3. The Truman Show (1998)
The Truman Show is about a near endless list of things. Religion, philosophy, ethics. Its range is incredible, but the reason for the show, the reason why Truman Burbank exists the way he does is because of the media. The family friendly story of Truman escaping his tv prison exists because of the people. It is not just a simple story of greed where money hungry executives trap Truman in but a story of ambition. Cristof finds his creation beautiful, a series so innovative it has bridged reality and fantasy in a way no other show has beforehand. Its multi-dimensional villain is one of the films greatest strengths right behind of course the inimitable Jim Carey.
Carey’s work is remarkable in that it plays off of the actor’s vices. He is able to have comedic moments, but they are so much more thought out rather than him spontaneously screaming some catch phrase like he has many times before. He is forced to be a pitiful character that looks at the truth of the world around him crumble before his very eyes and conceptually few movies let alone sci fi movies have matched its pure plot brilliance. And the fact it is a warm movie with heart and emotion rather than one forsaking all hope for humanity’s future makes it all the more incredible. But for the intellectual there are many questions that linger in the background concerning the ethicality of the act done to Truman and the relationship between producer and viewer. It looks at how creative minds push too far for the sake of entertainment and how the ever-present nature of the media has people questioning whether it intrudes upon them as well.
4. All the President’s Men (1976)
At the opposite end of biting, pessimistic media movies is All the President’s Men, no less riveting than the other entries but definitely more assertive of the goodness of the media. It has been said a thousand times, but one cannot talk about great media movies without this one. It is an inspiring story that is a testament to good journalism and the power of courageous good-willed people.
It has almost no lack in its 2 hour and 18-minute runtime, each scene just leading to another revelation as Hoffman and Redford get closer and closer to the truth. The actors themselves create the benchmark of the unbeaten, tireless journalists who put all their energy into their work. Fatigue and drive ooze from the sweat off their faces it radiates from their cups of coffee. And it is real. It is a story of justice having its day and a press usurping corruption that immensely benefits from taking place right on American soil. It is the quintessential American journalism movie that has nothing but praise for the men who went one step and beyond.
5. Nightcrawler (2014)
Nightcrawler is as searing a take as any on the media. It brutalizes Lou, Nina, and just about every other person searching for a news story. Nightcrawler’s atmosphere is soaked in darkness, its pitch-black environments only not even close to the darkness and cruelty of the ensemble. Part of why Nightcrawler is praised as a neo noir is its bleak look at human nature. It expects the worst in people, and also offers up a complicated antihero worthy of praise and critique. Lou Bloom is one of the most persistent, hardworking characters of the 21st century. His refusal to give up is not only admirable but really hits home the concept of how hard the television business is and how it can potentially encourage immoral behavior.

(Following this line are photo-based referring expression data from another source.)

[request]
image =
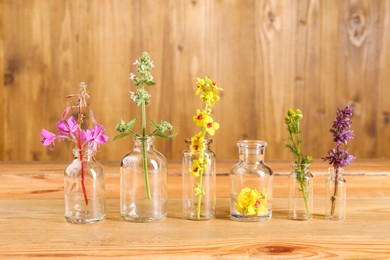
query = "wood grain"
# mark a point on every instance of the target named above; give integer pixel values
(32, 223)
(267, 55)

As Lou keeps on pushing the bounds of ethical journalism, as he sabotages others the viewer comes to realize news is as cutthroat as anywhere. And the accidents he sees, the violence and bloodshed he feels destined to capture is not just something just he finds sacrosanct. The film lets the audience see the love story of the media and tragedy. As Lou is obsessed with rising to the top the media is infatuated with terrible heartbreaking stories that will make everyone around them extraordinarily rich.